This study addresses the challenge of modeling low-inertia power grids, where accurate state prediction and physically consistent sensitivities are essential for reliable control, yet the relative merits of existing differentiable modeling paradigms remain unclear. Focusing on a single-machine infinite-bus system, the work systematically evaluates physics-informed neural networks (PINNs), neural ordinary differential equations (NODEs), and differentiable programming (DP) in terms of trajectory extrapolation, parameter identification, and LQR controller synthesis. The findings reveal a fundamental trade-off between data-driven flexibility and physical fidelity, and for the first time delineate clear applicability boundaries of these methods in power system modeling and control: NODEs excel in trajectory extrapolation, DP achieves faster convergence in parameter identification and near-optimal closed-loop stability, while PINNs exhibit limited generalization capability.

The transition toward low-inertia power systems demands modeling frameworks that provide not only accurate state predictions but also physically consistent sensitivities for control.
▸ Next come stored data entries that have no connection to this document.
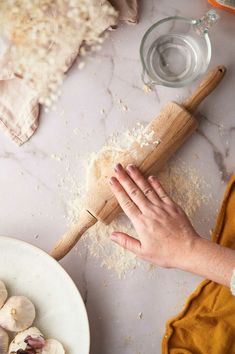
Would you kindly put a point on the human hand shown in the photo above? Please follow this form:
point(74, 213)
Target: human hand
point(166, 236)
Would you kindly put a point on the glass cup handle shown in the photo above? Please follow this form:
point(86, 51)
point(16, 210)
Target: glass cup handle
point(203, 24)
point(147, 81)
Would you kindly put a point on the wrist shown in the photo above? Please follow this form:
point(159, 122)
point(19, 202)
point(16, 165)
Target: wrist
point(188, 254)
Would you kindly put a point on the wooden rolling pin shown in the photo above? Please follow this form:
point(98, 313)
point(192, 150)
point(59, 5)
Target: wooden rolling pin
point(161, 138)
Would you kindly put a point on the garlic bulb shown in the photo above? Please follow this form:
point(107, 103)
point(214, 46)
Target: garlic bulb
point(4, 342)
point(3, 294)
point(17, 314)
point(53, 347)
point(31, 338)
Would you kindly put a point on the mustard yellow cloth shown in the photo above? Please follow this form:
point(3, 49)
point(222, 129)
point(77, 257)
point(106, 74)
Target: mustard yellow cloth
point(207, 323)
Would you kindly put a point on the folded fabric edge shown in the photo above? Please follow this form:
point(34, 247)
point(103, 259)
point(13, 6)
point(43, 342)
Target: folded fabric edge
point(31, 130)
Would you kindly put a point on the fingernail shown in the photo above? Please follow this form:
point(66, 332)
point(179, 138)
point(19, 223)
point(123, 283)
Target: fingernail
point(112, 180)
point(118, 167)
point(113, 236)
point(131, 168)
point(152, 178)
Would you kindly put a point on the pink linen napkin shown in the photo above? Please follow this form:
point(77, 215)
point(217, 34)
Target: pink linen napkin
point(19, 107)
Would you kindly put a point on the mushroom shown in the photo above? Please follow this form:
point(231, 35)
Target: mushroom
point(53, 347)
point(4, 341)
point(3, 294)
point(29, 341)
point(17, 314)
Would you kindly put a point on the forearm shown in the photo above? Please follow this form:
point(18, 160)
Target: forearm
point(210, 261)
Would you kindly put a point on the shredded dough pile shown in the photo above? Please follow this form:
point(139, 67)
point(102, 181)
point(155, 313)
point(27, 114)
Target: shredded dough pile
point(180, 181)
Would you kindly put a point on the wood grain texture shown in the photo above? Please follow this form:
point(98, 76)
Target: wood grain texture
point(168, 131)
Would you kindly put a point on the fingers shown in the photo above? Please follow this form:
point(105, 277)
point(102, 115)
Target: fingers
point(127, 205)
point(131, 188)
point(160, 190)
point(127, 242)
point(143, 184)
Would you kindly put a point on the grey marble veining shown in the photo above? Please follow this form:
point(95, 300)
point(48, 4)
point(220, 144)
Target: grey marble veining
point(34, 200)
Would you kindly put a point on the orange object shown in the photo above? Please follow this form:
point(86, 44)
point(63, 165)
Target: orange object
point(223, 5)
point(207, 323)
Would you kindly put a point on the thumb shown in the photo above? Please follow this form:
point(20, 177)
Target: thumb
point(126, 241)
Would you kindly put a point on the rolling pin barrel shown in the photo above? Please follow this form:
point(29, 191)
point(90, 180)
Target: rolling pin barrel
point(171, 128)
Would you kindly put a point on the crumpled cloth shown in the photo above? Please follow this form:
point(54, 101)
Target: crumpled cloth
point(19, 107)
point(128, 9)
point(207, 323)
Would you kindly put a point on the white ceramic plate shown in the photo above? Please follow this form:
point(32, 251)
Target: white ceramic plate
point(61, 314)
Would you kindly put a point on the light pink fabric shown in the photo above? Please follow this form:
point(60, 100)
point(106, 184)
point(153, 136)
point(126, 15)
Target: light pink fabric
point(128, 9)
point(19, 108)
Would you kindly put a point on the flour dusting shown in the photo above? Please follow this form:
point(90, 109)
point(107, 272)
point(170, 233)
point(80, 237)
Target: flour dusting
point(180, 180)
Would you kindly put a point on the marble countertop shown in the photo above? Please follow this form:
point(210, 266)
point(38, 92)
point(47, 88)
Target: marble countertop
point(34, 209)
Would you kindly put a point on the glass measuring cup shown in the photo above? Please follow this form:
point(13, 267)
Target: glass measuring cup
point(176, 50)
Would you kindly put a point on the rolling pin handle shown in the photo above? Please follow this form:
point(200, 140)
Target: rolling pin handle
point(207, 85)
point(69, 240)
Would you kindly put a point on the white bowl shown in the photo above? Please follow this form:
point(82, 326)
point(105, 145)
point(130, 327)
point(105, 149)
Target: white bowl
point(61, 314)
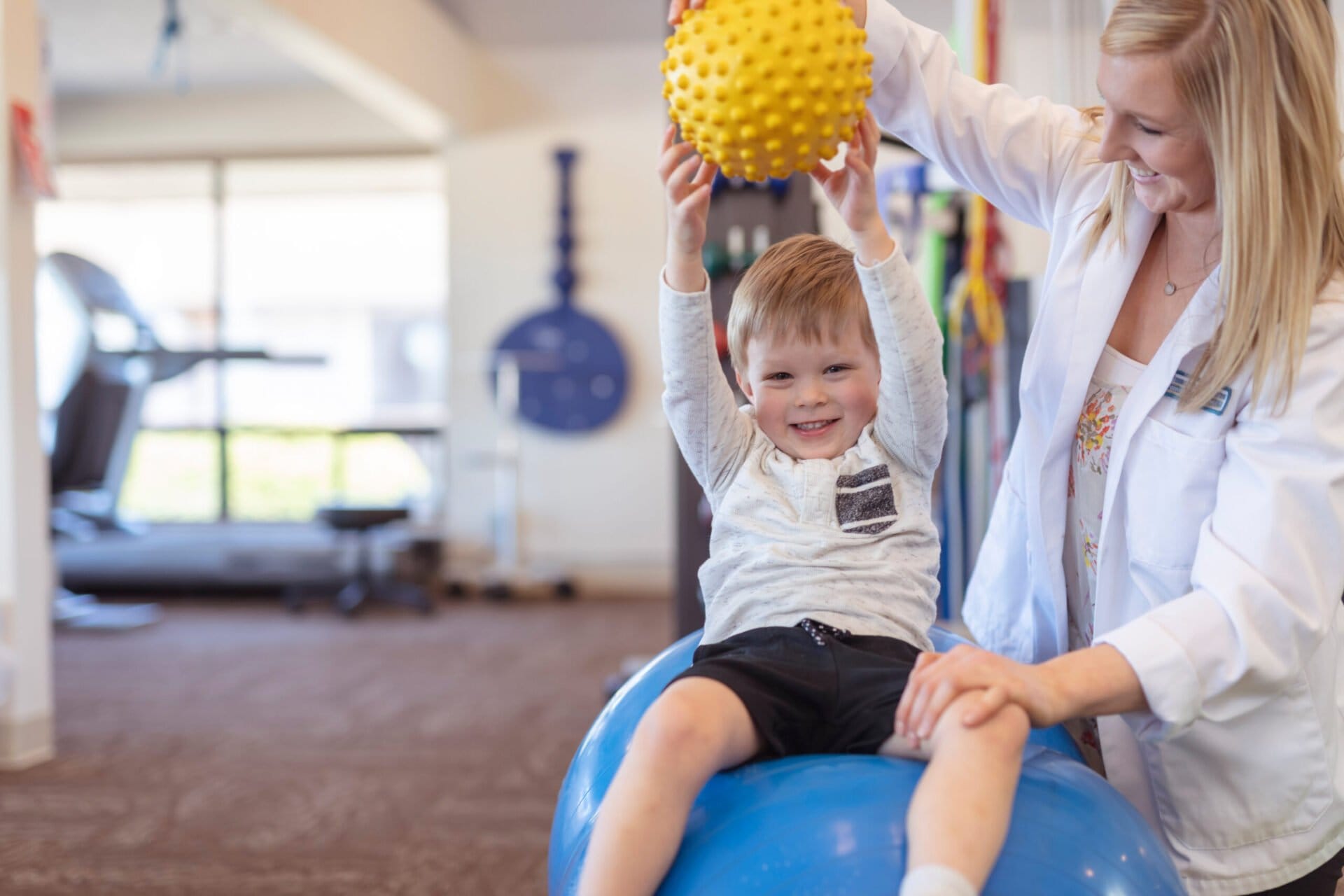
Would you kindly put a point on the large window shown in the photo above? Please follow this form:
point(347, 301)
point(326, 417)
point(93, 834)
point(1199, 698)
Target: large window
point(337, 267)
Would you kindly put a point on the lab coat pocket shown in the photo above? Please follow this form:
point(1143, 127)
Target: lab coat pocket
point(1170, 486)
point(1246, 780)
point(997, 597)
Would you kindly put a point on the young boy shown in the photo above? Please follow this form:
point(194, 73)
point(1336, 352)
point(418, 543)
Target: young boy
point(822, 578)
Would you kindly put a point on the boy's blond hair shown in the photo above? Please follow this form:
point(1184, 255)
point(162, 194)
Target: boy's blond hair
point(803, 288)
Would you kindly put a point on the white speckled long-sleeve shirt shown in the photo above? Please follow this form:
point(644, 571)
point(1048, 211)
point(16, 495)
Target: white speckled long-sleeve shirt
point(848, 540)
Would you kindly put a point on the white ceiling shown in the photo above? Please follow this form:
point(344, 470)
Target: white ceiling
point(558, 22)
point(102, 48)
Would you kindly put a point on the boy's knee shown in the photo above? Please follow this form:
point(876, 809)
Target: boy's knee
point(676, 729)
point(1004, 732)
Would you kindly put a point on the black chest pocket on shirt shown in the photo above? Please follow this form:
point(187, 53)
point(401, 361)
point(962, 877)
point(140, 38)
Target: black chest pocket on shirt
point(864, 503)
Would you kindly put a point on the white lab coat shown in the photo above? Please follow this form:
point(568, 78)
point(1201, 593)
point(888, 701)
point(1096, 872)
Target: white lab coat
point(1221, 559)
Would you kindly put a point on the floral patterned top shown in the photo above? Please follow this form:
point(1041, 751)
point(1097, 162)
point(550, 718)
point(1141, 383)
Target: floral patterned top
point(1110, 386)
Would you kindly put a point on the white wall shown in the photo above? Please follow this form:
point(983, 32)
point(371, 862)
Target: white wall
point(26, 713)
point(600, 504)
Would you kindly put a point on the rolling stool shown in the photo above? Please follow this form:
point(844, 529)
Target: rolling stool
point(362, 522)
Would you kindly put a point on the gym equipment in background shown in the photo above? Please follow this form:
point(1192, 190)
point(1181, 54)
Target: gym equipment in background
point(571, 372)
point(94, 394)
point(97, 359)
point(836, 824)
point(365, 583)
point(766, 89)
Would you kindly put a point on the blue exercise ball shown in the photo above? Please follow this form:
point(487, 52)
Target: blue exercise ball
point(835, 824)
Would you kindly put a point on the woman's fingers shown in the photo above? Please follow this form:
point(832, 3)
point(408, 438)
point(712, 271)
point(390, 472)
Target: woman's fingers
point(676, 168)
point(705, 175)
point(911, 694)
point(992, 699)
point(696, 200)
point(672, 158)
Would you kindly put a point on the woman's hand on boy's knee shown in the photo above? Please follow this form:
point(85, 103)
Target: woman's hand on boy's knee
point(940, 679)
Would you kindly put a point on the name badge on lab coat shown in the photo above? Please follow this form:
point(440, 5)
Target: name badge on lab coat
point(1215, 405)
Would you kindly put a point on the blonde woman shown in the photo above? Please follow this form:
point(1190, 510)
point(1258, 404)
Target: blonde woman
point(1166, 556)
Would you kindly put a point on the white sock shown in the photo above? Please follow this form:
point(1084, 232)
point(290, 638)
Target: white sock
point(936, 880)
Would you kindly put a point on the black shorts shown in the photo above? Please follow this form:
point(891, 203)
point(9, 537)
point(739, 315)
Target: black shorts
point(812, 688)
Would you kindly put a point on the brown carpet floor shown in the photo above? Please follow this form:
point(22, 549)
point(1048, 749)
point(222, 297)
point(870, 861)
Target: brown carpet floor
point(235, 750)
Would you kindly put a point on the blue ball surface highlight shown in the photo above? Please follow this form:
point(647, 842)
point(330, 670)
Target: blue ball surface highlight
point(835, 824)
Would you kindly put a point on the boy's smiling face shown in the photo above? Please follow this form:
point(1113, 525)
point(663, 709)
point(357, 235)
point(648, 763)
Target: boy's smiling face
point(812, 399)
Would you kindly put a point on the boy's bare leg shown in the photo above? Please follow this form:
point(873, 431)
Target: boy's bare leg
point(694, 729)
point(958, 814)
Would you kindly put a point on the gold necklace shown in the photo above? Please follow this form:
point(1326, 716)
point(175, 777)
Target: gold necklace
point(1171, 288)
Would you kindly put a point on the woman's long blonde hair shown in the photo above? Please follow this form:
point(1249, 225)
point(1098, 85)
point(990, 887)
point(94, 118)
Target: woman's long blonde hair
point(1259, 77)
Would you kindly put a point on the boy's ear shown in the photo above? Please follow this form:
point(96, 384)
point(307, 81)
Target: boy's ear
point(743, 384)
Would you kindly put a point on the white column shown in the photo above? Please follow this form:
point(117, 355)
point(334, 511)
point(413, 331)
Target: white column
point(26, 713)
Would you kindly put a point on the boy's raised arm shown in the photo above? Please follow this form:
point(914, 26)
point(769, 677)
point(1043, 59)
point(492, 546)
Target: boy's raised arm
point(710, 430)
point(913, 398)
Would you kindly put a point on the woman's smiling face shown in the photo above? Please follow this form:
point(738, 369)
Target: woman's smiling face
point(1148, 128)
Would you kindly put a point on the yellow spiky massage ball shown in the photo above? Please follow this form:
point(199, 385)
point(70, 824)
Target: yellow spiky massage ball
point(765, 88)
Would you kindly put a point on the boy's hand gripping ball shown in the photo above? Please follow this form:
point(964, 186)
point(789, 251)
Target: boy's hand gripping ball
point(765, 88)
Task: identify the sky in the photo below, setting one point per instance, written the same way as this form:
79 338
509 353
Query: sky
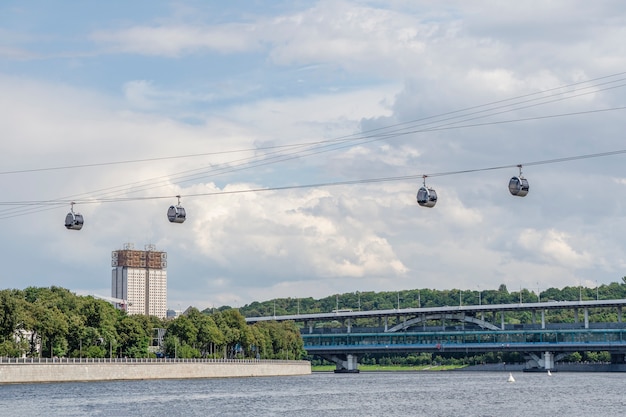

While scientific machine learning offers powerful nonlinear modeling tools, the control-oriented implications of different differentiable paradigms remain insufficiently understood. This paper presents a comparative study of Physics-Informed Neural Networks (PINNs), Neural Ordinary Differential Equations (NODEs), and Differentiable Programming (DP) for modeling, identification, and control of power system dynamics. Using the Single Machine Infinite Bus (SMIB) system as a benchmark, we evaluate their performance in trajectory extrapolation, parameter estimation, and Linear Quadratic Regulator (LQR) synthesis. Our results highlight a fundamental trade-off between data-driven flexibility and physical structure. NODE exhibits superior extrapolation by capturing the underlying vector field, whereas PINN shows limited generalization due to its reliance on a time-dependent solution map. In the inverse problem of parameter identification, while both DP and PINN successfully recover the unknown parameters, DP achieves significantly faster convergence by enforcing governing equations as hard constraints. Most importantly, for control synthesis, the DP framework yields closed-loop stability comparable to the theoretical optimum. Furthermore, we demonstrate that NODE serves as a viable data-driven surrogate when governing equations are unavailable.